PASAMAN BARAT, KP – Polres Pasaman Barat melimpahkan berkas perkara kasus dugaan tindak pidana perdagangan orang (TPPO) kepada penuntut umum Kejaksaan Negeri Pasaman Barat karena telah dinyatakan lengkap (P21), Selasa (12/9).
“Ini proses tahap II yakni menerima barang bukti dan tersangka dengan inisial HAP (40 tahun) dari penyidik kepolisian untuk kemudian akan kita lanjutkan ke penuntut umum,” kata Kepala Kejaksaan Negeri Pasaman Barat Muhammad Yusuf Putra bersama Kapolres Pasaman Barat AKBP Agung Basuki didampingi Kasat Reskrim Polres AKP Fahrel Haris serta Plt Kasi Pidana Umum Novandi, dalam jumpa pers di aula kejaksaan negeri setempat.
Kapolres AKBP Agung Basuki menambahkan, perkara TPPO ini merupakan perdana di Pasaman Barat dan merupakan salah satu dari tiga perkara TPPO di Sumbar. Menurutnya, kasus TPPO ini menjadi atensi langsung presiden dan ditindaklanjuti oleh Kapolri serta Jaksa Agung.

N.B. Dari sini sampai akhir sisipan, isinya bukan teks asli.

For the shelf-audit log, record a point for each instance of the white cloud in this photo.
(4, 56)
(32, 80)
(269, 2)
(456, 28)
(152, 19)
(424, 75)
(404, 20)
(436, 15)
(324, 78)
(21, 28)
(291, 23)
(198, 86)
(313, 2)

“Perkara ini sudah diproses sejak bulan Mei 2023 dan hari ini kita limpahkan ke kejaksaan,” ujar Kapolres.
Ia menjelaskan, kasus ini bermula dari informasi masyarakat bahwa ada orang yang menawarkan pekerjaan di Brunei Darussalam sebagai karyawan di salah satu kapal pesiar.
“Namun, ternyata bukan bekerja di kapal pesiar melainkan bekerja sebagai pembantu rumah tangga,” ungkapnya.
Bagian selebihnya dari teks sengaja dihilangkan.